La Cittadella ospiterà il Campus delle scienze musicali (amministrazione, aule di studio, Aula Magna, laboratori, archivi), il Polo nazionale della musica ebraica “Emanuele Pacifici” creato in collaborazione con l’Unione delle Comunità ebraiche italiane, la Bibliomediateca (sale di lettura, dipartimento di ricerca al piano superiore, Archivio storico dei musicisti barlettani, fonoteca, videoteca), il Thesaurus Memoriae ossia il Museo dell’Arte prodotta in prigionia e deportazione dal 1933 al 1953 (dipinti, tele, lavori in ferro e legno, strumenti e manoscritti musicali prodotti nei Lager, Sala “Berto Boccosi” dedicata ai musicisti prigionieri di
guerra, percorsi studenti al piano superiore),Teatro Nuovi Cantieri con 220 posti a sedere, Teatro Nuovi Cantieri Open per attività musicale e teatrale estiva, Libreria Internazionale del Novecento (spazi lettura e presentazione libri, offerta libraria multilingue, percorsi videografici sulla storia della Distilleria di Barletta), Struttura Ricettiva e Guestroom, Bistrot e Caffè letterario, miniparco e due viali che attraverseranno l’intera Cittadella.

Su idea della regista e produttrice Donatella Altieri, e in collaborazione con la Intergea Production, è inoltre partito da due anni il progetto 100 Viaggi volto a finanziare la ricerca delle ultime musiche da recuperare: «Non fermare la ricerca di nuova musica - dice Altieri - è diventato in questi ultimi anni il nostro obiettivo più importante. Il progetto 100 Viaggi nasce per finanziare i prossimi viaggi di ricerca in tutto il mondo, attraverso il coinvolgimento di istituzioni pubbliche e di benefattori privati, in una vera e propria corsa contro il tempo che non può più aspettare».

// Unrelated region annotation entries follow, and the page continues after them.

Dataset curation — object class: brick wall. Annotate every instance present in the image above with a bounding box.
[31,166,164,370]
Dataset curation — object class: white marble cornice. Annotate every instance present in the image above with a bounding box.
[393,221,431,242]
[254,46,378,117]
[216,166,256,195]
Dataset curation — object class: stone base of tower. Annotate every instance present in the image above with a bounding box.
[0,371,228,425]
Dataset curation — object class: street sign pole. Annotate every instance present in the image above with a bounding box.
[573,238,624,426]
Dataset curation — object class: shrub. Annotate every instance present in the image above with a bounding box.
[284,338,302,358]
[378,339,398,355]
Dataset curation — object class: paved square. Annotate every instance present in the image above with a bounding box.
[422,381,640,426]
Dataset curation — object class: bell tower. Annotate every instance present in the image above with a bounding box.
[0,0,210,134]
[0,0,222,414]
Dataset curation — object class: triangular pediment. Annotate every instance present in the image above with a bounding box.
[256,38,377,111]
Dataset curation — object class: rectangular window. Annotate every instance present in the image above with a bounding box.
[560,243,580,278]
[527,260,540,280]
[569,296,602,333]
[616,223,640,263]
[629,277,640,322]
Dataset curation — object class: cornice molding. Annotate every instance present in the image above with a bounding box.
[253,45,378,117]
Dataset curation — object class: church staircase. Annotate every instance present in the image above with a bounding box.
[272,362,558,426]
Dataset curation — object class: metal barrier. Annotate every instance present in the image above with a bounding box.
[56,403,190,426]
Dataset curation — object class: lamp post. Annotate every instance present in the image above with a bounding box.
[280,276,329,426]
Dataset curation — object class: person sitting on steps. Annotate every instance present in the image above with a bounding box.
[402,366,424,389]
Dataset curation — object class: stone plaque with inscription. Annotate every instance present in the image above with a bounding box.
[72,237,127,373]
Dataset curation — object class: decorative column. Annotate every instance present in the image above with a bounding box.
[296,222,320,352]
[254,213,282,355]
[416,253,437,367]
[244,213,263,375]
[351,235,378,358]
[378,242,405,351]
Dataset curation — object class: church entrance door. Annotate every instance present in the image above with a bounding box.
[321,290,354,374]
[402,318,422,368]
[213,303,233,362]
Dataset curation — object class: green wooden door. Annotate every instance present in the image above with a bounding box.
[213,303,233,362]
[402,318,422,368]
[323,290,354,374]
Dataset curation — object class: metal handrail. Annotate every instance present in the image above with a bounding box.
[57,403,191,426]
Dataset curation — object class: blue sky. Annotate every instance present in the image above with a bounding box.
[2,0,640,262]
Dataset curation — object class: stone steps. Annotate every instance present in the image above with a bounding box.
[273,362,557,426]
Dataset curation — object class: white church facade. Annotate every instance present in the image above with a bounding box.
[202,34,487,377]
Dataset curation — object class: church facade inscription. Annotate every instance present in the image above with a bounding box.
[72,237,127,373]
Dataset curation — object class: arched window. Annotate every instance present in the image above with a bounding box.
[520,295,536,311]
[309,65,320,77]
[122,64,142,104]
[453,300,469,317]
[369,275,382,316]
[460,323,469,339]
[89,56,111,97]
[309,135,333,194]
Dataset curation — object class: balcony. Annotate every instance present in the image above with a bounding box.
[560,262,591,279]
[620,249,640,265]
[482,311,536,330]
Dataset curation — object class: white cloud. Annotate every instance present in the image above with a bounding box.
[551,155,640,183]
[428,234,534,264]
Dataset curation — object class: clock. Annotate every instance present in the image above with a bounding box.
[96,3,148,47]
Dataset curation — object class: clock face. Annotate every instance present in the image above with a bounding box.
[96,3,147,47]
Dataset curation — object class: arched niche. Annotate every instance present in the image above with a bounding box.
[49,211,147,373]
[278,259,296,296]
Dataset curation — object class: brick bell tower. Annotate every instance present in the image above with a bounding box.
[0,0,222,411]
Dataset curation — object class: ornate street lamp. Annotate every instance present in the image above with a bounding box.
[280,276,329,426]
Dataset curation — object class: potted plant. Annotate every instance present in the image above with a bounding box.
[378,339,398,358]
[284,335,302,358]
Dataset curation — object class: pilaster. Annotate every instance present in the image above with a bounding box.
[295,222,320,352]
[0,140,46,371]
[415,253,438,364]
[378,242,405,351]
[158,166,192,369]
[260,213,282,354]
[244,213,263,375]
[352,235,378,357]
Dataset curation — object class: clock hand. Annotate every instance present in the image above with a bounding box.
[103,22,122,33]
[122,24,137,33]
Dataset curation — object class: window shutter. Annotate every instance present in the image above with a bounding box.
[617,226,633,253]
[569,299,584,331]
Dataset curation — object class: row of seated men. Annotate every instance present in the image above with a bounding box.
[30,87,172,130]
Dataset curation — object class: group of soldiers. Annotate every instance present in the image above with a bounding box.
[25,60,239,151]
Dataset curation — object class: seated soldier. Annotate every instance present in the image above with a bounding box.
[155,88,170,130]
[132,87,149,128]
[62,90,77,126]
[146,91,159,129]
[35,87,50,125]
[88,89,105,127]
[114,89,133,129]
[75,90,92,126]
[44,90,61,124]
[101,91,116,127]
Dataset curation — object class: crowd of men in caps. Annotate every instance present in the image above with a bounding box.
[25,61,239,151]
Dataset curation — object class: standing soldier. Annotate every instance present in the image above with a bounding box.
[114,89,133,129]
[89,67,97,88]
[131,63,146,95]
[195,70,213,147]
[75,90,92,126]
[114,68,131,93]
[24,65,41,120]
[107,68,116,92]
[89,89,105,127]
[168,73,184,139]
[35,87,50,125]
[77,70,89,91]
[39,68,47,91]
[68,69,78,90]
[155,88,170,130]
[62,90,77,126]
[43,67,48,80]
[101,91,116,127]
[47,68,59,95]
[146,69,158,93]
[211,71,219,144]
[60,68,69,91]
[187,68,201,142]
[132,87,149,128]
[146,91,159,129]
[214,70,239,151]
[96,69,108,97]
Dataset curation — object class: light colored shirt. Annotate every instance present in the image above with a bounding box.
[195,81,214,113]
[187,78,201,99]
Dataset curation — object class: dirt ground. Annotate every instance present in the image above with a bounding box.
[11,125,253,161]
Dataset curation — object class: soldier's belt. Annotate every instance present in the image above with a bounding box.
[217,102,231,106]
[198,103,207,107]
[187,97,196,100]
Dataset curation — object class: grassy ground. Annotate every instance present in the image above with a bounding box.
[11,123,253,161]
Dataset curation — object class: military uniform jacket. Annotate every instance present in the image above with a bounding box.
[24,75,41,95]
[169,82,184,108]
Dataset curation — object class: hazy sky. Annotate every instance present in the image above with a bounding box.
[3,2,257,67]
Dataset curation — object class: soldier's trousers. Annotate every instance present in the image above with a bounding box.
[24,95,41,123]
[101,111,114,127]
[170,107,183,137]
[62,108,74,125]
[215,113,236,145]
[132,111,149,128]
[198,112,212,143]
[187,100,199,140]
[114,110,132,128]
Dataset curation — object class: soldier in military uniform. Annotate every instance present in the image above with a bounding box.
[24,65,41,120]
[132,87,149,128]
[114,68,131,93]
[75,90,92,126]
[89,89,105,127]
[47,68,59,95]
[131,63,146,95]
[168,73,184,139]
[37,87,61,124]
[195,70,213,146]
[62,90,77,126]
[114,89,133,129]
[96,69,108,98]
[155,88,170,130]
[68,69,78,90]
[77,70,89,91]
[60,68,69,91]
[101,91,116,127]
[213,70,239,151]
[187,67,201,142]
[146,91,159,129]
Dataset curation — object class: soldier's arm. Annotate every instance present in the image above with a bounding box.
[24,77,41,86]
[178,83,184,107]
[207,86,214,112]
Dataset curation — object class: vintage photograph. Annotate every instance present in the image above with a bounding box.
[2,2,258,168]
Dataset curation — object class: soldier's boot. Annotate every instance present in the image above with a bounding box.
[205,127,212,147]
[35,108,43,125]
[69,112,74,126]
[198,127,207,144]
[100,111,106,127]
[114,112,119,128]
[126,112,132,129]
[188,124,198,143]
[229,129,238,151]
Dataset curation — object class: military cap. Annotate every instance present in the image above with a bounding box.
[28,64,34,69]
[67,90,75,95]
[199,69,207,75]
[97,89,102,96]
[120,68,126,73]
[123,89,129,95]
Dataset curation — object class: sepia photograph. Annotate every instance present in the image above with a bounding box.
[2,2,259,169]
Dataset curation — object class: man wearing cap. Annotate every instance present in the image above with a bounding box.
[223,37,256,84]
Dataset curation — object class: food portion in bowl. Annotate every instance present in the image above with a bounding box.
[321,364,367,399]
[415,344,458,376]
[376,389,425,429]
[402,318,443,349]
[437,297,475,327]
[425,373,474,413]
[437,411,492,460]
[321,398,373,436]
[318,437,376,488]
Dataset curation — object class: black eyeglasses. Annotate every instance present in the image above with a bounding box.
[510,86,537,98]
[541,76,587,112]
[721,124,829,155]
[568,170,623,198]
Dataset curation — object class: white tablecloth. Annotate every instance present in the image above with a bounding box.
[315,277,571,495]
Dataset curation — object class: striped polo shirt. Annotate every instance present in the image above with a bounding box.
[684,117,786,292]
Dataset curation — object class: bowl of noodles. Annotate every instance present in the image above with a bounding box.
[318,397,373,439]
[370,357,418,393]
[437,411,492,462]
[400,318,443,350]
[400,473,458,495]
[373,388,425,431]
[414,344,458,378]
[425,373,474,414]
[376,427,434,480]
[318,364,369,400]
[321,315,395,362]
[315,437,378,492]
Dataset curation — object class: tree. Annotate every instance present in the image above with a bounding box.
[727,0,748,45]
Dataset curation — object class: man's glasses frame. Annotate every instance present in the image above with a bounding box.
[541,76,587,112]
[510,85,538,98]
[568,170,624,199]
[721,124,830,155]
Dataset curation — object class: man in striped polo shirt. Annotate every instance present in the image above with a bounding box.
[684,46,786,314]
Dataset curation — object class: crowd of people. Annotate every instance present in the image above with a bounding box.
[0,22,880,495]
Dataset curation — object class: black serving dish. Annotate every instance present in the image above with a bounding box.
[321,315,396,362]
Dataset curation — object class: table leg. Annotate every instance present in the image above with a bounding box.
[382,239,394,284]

«Faremo l’impossibile perché la Cittadella sia completata in pochi anni – afferma dal canto suo Manlio Cassandro, Financial ed Executive director del progetto – è un obbligo nei riguardi della città, del territorio, degli oltre 5.000 compositori deportati dei quali Lotoro ha recuperato le musiche, e dei milioni di persone che hanno conosciuto persecuzione, prigionia, genocidio, Shoah».